On his return to Rome and to the service of Cardinal Aldobrandini, Frescobaldi augmented his salary at S Pietro by teaching and by service on special occasions in the churches of Santo Spirito in Sassia (1620–21, 1626, 1628), S Lucia del Gonfalone (1623), S Luigi dei Francesi (1624–7, 1634–6, 1638) and doubtless elsewhere. In December 1617 Cardinal Aldobrandini forced the dispossession of the Frescobaldi house to build a palace. Frescobaldi and his wife contested the valuation and in 1618 were awarded 689 scudi 27 baiocchi, paid in bond-shares (which tied up their capital and implied that they owned no other property). Despite this, Frescobaldi republished the Recercari with their dedication to the cardinal unaltered in 1618 (A.4a) and continued to serve the family after the cardinal's death in 1621.
In 1624, perhaps in search of another full-time patron (he seems to have had no relationship with the Ludovisi or the Barberini, the family of the newly elected Urban VIII), Frescobaldi dedicated his Capricci (A.5) to Alfonso d'Este, Prince of Modena. He recalled his Ferrarese training with Luzzaschi and the fostering of the arts by the Estensi, and references to Ferrara have been traced in nine of the capriccios.
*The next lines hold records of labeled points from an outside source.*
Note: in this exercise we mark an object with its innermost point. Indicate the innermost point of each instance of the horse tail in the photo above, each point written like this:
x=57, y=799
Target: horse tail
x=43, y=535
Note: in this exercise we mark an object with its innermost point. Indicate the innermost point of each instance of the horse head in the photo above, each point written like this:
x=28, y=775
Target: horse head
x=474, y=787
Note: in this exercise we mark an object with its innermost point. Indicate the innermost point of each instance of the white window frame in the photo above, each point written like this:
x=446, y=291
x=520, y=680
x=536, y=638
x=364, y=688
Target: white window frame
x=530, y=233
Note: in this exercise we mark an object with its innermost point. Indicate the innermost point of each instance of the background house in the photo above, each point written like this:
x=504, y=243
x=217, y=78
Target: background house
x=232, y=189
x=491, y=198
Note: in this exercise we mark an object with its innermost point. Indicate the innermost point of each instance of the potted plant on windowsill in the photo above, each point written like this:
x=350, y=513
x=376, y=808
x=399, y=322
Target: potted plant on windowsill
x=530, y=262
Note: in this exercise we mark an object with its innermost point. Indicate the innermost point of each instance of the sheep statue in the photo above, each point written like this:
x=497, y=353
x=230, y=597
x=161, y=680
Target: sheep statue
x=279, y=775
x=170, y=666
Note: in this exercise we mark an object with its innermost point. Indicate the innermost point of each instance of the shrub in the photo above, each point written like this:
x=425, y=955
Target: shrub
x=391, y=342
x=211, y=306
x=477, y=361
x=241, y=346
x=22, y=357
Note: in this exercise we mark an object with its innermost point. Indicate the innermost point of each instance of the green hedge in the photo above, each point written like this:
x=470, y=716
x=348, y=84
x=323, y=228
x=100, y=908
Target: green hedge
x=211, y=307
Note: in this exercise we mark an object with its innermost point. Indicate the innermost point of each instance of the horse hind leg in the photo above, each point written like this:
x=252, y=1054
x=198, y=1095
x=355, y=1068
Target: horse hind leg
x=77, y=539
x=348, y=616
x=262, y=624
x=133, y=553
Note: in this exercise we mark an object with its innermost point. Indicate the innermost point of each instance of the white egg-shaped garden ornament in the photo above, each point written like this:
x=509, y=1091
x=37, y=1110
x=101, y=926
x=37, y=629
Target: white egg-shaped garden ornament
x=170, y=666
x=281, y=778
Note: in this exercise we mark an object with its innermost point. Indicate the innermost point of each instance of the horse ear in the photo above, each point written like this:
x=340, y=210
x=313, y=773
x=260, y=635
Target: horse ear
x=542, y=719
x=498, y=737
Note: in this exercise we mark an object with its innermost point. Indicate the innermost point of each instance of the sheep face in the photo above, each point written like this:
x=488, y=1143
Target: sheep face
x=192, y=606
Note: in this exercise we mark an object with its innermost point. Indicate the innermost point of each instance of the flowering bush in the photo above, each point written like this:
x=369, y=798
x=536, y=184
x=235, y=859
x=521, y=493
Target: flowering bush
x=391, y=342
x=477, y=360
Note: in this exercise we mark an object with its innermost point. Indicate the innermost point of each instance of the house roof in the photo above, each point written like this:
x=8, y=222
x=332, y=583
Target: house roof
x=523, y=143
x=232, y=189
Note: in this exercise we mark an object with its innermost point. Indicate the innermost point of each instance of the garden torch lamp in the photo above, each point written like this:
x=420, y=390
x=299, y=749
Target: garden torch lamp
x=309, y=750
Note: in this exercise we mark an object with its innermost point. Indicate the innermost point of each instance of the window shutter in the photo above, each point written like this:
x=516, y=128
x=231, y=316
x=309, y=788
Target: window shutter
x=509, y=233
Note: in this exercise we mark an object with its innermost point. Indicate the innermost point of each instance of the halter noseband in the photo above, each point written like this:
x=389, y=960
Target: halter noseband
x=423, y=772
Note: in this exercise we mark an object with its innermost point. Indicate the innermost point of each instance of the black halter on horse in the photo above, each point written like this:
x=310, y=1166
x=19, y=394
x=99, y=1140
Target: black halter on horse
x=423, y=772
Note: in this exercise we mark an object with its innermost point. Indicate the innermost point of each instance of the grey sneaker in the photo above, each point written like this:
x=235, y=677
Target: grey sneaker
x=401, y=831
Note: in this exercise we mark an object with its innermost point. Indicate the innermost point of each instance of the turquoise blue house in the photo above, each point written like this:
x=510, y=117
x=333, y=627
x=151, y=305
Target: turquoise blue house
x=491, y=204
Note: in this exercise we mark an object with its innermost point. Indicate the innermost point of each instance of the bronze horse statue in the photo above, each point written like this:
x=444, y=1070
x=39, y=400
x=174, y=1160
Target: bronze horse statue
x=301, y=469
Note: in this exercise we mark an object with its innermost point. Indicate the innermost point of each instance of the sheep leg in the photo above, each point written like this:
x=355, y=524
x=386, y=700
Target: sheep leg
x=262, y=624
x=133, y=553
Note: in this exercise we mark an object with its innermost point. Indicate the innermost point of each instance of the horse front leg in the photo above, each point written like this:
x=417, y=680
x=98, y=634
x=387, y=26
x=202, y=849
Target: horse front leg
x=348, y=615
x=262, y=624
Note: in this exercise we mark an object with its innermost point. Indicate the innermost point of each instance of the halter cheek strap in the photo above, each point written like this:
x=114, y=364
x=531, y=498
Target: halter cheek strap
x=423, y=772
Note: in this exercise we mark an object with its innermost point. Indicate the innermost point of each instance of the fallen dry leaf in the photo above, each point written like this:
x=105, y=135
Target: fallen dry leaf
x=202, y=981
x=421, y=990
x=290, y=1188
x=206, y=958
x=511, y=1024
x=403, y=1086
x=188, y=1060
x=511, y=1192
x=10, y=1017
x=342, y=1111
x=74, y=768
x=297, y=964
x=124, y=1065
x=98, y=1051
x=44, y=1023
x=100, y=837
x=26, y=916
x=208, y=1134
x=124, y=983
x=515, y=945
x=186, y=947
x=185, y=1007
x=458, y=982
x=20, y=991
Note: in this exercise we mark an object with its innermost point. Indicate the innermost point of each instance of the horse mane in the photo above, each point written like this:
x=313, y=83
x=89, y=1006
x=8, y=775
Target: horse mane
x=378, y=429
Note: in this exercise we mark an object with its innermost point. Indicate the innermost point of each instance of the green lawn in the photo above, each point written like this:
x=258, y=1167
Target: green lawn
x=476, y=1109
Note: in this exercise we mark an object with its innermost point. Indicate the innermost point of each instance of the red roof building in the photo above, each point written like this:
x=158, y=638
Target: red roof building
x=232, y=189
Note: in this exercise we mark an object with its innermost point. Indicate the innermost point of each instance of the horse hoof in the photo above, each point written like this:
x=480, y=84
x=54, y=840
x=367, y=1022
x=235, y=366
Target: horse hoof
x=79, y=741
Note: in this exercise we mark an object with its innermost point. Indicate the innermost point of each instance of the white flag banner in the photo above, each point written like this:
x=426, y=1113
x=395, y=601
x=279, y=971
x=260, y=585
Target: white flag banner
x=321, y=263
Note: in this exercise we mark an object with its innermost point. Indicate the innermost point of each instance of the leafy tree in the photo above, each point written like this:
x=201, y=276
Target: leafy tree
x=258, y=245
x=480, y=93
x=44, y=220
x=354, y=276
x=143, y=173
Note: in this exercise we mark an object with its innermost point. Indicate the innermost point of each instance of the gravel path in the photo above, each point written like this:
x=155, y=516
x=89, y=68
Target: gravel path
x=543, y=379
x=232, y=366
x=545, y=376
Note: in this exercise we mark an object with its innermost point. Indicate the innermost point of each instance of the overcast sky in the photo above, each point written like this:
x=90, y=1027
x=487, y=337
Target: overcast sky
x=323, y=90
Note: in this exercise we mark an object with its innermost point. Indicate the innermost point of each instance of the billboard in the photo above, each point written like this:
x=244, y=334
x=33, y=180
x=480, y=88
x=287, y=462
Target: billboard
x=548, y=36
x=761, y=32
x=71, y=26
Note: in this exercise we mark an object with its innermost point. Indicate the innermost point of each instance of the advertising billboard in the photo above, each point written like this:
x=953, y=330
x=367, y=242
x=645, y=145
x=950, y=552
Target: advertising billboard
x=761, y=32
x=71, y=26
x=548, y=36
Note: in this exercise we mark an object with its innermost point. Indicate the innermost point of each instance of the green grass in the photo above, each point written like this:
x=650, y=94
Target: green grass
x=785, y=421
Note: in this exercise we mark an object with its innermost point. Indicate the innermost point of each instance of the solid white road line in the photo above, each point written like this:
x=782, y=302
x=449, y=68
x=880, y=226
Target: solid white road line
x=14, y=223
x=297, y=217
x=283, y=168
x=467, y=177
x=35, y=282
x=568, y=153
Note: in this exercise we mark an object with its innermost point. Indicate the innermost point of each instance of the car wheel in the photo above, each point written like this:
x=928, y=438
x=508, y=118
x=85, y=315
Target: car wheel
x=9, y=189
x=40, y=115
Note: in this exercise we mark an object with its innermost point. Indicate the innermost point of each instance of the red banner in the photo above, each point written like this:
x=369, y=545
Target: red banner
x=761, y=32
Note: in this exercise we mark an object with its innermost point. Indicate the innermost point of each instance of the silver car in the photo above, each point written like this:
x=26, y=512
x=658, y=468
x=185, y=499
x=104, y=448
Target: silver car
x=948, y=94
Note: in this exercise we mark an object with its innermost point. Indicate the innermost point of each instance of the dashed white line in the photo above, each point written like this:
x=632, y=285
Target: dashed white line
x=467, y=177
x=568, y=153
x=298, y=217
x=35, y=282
The address ‘To the Students of the Work’ contains important information on their performance, especially on metrical notation. Here and elsewhere Frescobaldi's compositional process continued during and even after the printing of his works (Darbellay, 1986, pp.361–74, see Fabris and Durante; Darbellay, 1988).
In 1626 Frescobaldi combined the Recercari and the Capricci (minus their dedications and the variation-capriccio ‘Or che noi rimena’) into a single volume, the first of his Venetian publications (A.5a). In 1627 (the dedication is dated 15 January) he published a second volume of Toccate (A.6), also engraved by Borbone, dedicated to Monsignor Luigi Gallo, Bishop of Ancona and nuncio of Savoy. The nephew of an important cardinal, Gallo was a failure as a diplomat but was an exceptional keyboard player and may have been a pupil of Frescobaldi, who praised his ‘great grace, ease, variety of measure and elegance, conditions necessary to this new manner’. The first of Frescobaldi's two volumes of small motets is lost. The second, Liber secundus diversarum modulationum (D.5), lacking the second canto book, was dedicated on 1 June 1627 to Cardinal Scipione Borghese, archpriest of S Pietro and nephew of the dedicatee of the Fantasie. Frescobaldi continued to serve at the basilica, playing organ continuo in a notable vesper service for 12 choirs at the feast of St Peter and St Paul in 1628.